I was thinking about something using row number = 12 but not sure how to do that at the level of detail for each account and not the entire dataset. Also saw a post here about having count(date) = 12, but I don't think I'm executing that correctly.
CodePudding user response:
You use the windowing capability of aggregate functions, specifying a PARTITION BY.
SELECT *
FROM (SELECT x.*,
COUNT(*) OVER (PARTITION BY account_no) cnt
FROM monthly_billing_records x)
WHERE cnt >= 12
What Oracle will do is generate that query block results, then make a second internal pass over those results and do a GROUP BY whatever your PARTITION BY column list is, compute the COUNT(*), and join that back to the results on the PARTITION BY columns. That way you can summarize multiple rows and report the result on each individual row.
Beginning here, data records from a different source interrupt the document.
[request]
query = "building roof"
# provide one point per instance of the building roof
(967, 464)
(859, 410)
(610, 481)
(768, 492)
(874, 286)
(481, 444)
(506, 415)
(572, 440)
It can do a lot more complicated stuff than that, so read up on PARTITION BY, ROWS BETWEEN , etc..
CodePudding user response:
If you want the id
for accounts with 12 months of data (the current month and the preceding 11 months) then you can GROUP BY
the account's id
and COUNT
the DISTINCT
dates within each month (WHERE
the dates are within the expected time period) and then to only get those with a full 12 month history you can use a HAVING
clause:
SELECT id,
COUNT(DISTINCT TRUNC(dt, 'MM')) AS num_months
FROM table_name
WHERE dt < ADD_MONTHS(TRUNC(SYSDATE, 'MM'), 1)
AND dt >= ADD_MONTHS(TRUNC(SYSDATE, 'MM'), -11)
GROUP BY id
HAVING COUNT(DISTINCT TRUNC(dt, 'MM')) = 12;
Which, for the sample data:
CREATE TABLE table_name (id, dt) AS
-- Every month for the current month and past 11 months
SELECT 1, ADD_MONTHS(TRUNC(SYSDATE, 'MM'), 1 - LEVEL) FROM DUAL CONNECT BY LEVEL <= 12
UNION ALL
-- 12 months of historical data but not for the current month
SELECT 2, ADD_MONTHS(TRUNC(SYSDATE, 'MM'), 0 - LEVEL) FROM DUAL CONNECT BY LEVEL <= 12
UNION ALL
-- Only 4 months of data
SELECT 3, ADD_MONTHS(TRUNC(SYSDATE, 'MM'), 1 - LEVEL) FROM DUAL CONNECT BY LEVEL <= 4;
Outputs:
ID | NUM_MONTHS |
---|---|
1 | 12 |